For McLea, marine accidents can be commonplace – but adds maritime crews in Canada are well-trained and have years of experience.
“I’ve seen a number of cases where procedures aren’t being followed,” says McLea. “And because of the you have a close-quarters situation or a near miss, and because of that you have an accident situation. In the world of marine insurance, where ships are moving around, it is an every-day occurrence.”
Just this week, a tanker ship carrying chemical products ran aground in the St. Lawrence River outside of Grondines, Que. In this case, the 160-metre Halit Bey was freed by tug boats at high tide, as three investigators from the Transportation Safety Board were sent to the scene of the accident.
As for the South Korean ferry captain, Lee Joon-seok, he and two crew members have been arrested on suspicion of negligence and abandoning people in need, and prosecutors said that four other crew members have been detained.
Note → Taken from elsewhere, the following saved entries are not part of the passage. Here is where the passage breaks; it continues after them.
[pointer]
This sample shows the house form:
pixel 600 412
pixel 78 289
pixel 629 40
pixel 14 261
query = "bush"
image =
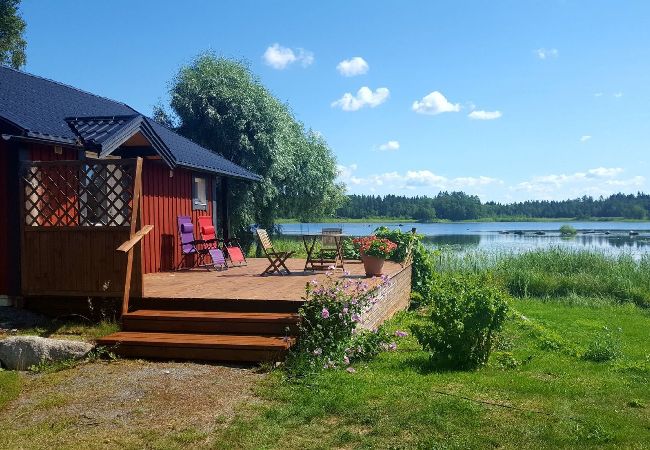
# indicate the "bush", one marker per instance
pixel 422 263
pixel 467 313
pixel 568 230
pixel 328 333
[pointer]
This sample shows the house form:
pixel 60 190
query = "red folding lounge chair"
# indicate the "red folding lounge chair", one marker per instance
pixel 231 246
pixel 209 238
pixel 190 247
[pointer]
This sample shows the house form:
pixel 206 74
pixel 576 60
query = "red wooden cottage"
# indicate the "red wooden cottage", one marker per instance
pixel 67 173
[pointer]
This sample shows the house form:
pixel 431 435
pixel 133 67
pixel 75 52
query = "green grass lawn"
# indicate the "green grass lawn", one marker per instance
pixel 551 399
pixel 9 386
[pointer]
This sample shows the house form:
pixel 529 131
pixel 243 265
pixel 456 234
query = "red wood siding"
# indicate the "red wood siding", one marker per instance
pixel 164 199
pixel 4 212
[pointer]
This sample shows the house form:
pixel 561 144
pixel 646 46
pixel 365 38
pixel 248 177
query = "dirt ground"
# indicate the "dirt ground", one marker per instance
pixel 125 403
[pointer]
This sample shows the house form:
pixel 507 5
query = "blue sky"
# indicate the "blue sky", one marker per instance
pixel 509 100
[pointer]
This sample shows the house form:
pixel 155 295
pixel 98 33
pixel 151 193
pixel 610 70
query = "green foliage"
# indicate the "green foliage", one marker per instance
pixel 605 347
pixel 568 230
pixel 467 313
pixel 221 105
pixel 559 272
pixel 461 206
pixel 375 246
pixel 12 28
pixel 328 333
pixel 423 269
pixel 10 386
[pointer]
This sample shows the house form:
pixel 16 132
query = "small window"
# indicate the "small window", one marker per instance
pixel 200 194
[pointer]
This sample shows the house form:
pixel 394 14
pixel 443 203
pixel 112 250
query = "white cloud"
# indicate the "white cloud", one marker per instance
pixel 353 66
pixel 364 97
pixel 605 172
pixel 389 146
pixel 595 182
pixel 484 115
pixel 547 53
pixel 280 57
pixel 434 103
pixel 411 180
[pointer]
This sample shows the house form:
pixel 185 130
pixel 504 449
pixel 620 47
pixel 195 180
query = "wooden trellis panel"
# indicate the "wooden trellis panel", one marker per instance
pixel 79 193
pixel 75 215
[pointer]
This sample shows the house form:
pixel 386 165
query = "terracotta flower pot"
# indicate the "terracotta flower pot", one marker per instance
pixel 373 265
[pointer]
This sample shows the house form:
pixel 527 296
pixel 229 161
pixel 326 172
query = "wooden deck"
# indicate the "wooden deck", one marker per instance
pixel 245 283
pixel 230 315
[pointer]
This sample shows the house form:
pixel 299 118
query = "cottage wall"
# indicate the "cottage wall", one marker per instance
pixel 166 196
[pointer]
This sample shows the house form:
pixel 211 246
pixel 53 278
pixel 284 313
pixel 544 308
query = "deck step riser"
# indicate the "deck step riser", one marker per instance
pixel 262 306
pixel 210 327
pixel 198 354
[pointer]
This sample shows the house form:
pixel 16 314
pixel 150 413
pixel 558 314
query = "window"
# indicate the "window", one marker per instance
pixel 200 194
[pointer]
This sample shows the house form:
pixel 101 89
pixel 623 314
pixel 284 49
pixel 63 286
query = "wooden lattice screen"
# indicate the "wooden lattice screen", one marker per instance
pixel 79 193
pixel 75 215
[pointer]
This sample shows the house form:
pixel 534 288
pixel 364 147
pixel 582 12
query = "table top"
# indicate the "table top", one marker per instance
pixel 322 234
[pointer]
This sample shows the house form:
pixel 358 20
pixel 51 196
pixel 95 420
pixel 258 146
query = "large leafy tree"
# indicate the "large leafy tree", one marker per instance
pixel 12 27
pixel 221 105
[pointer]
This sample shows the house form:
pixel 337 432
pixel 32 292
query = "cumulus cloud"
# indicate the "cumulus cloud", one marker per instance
pixel 411 180
pixel 280 57
pixel 389 146
pixel 353 66
pixel 599 181
pixel 434 103
pixel 364 97
pixel 484 115
pixel 547 53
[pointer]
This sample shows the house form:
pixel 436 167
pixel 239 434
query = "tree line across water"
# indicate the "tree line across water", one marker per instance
pixel 461 206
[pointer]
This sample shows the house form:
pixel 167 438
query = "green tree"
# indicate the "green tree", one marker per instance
pixel 12 27
pixel 221 105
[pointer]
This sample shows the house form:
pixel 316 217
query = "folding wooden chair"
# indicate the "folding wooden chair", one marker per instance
pixel 276 259
pixel 330 252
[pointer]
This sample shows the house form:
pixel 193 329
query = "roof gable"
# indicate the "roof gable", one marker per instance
pixel 56 112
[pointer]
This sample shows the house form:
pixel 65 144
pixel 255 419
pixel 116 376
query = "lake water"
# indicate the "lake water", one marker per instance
pixel 610 237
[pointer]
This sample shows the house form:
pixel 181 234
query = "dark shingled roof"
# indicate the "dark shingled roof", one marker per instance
pixel 45 109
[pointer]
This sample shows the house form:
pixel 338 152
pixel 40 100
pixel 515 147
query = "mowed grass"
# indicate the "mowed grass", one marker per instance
pixel 558 272
pixel 58 329
pixel 10 385
pixel 552 398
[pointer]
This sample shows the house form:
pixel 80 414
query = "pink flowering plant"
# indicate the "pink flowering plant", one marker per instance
pixel 329 336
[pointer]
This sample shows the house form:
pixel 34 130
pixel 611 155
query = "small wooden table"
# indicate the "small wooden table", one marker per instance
pixel 309 240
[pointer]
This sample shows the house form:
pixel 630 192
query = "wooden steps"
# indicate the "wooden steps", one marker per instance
pixel 207 347
pixel 227 322
pixel 207 330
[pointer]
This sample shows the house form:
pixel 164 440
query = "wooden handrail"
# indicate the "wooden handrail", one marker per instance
pixel 137 237
pixel 135 218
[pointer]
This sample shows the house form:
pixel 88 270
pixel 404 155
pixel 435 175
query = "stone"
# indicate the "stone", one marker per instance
pixel 22 352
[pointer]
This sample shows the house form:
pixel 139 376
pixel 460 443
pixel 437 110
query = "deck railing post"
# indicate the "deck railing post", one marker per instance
pixel 137 194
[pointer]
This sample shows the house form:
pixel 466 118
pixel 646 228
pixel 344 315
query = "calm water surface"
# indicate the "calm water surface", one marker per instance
pixel 610 237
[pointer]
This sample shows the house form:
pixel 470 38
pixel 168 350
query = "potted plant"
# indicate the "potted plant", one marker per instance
pixel 374 251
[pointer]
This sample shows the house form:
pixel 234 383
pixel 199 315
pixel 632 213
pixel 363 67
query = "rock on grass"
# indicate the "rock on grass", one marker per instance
pixel 22 352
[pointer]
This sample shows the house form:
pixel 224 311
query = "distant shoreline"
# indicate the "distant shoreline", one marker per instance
pixel 483 220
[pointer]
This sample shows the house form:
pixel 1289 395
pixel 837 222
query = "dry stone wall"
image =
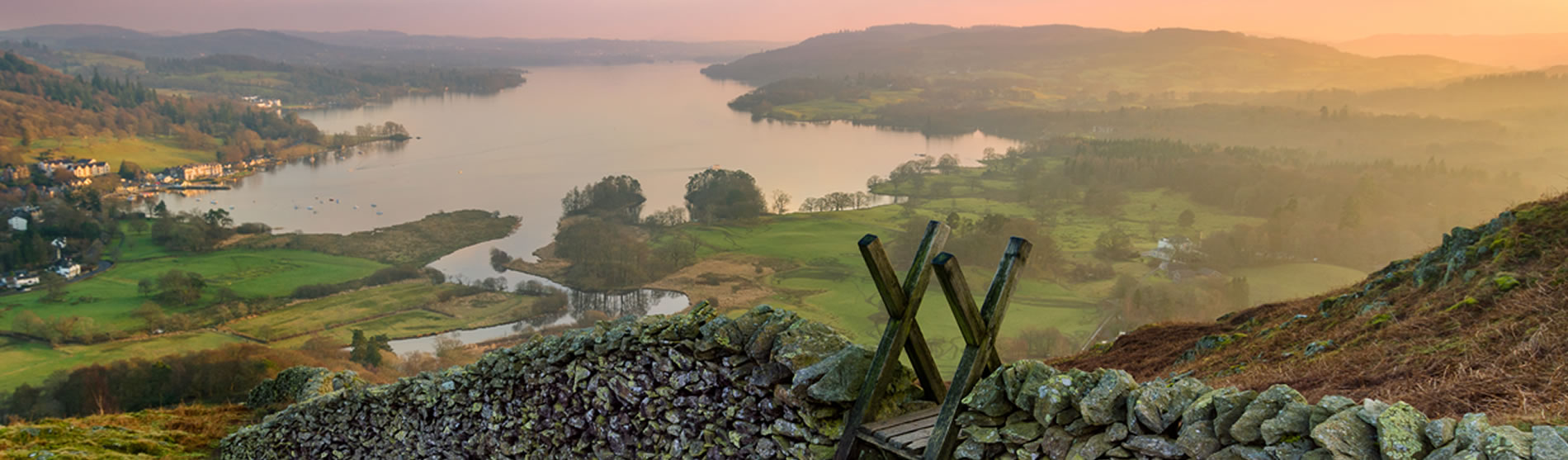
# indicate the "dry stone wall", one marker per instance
pixel 764 385
pixel 1029 410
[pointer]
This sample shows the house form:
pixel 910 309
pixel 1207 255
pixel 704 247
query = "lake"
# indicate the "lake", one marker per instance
pixel 519 151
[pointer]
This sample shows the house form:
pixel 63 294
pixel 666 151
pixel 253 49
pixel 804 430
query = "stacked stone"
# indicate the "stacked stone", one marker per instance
pixel 764 385
pixel 1029 410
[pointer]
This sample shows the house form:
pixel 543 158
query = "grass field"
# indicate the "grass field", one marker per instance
pixel 820 275
pixel 33 362
pixel 1289 282
pixel 829 283
pixel 139 245
pixel 248 272
pixel 151 153
pixel 419 319
pixel 833 109
pixel 181 432
pixel 338 310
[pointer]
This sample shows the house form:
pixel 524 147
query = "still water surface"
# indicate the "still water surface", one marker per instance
pixel 519 151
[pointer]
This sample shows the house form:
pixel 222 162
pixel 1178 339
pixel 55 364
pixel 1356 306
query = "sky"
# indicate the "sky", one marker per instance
pixel 796 19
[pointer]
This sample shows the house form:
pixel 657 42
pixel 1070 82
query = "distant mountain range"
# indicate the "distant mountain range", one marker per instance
pixel 1533 50
pixel 380 47
pixel 1078 57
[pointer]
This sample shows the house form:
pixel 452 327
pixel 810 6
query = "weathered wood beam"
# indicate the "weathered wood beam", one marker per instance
pixel 944 435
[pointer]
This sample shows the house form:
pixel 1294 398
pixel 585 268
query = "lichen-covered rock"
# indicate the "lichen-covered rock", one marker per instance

Senior prosecutor Ahn Sang-don said prosecutors would decide within 48 hours whether to seek arrest warrants for the four: two first mates, a second mate and a chief engineer.
Lee, 68, has said he waited to issue an evacuation order because the current was strong, the water was cold and passengers could have drifted away before help arrived. But maritime experts said he could have ordered passengers to the deck — where they would have had a greater chance of survival — without telling them to abandon ship.
Video showed that Lee was among the first people rescued. Some of his crew said he had been hurt, but a doctor who treated him said he had only light injuries.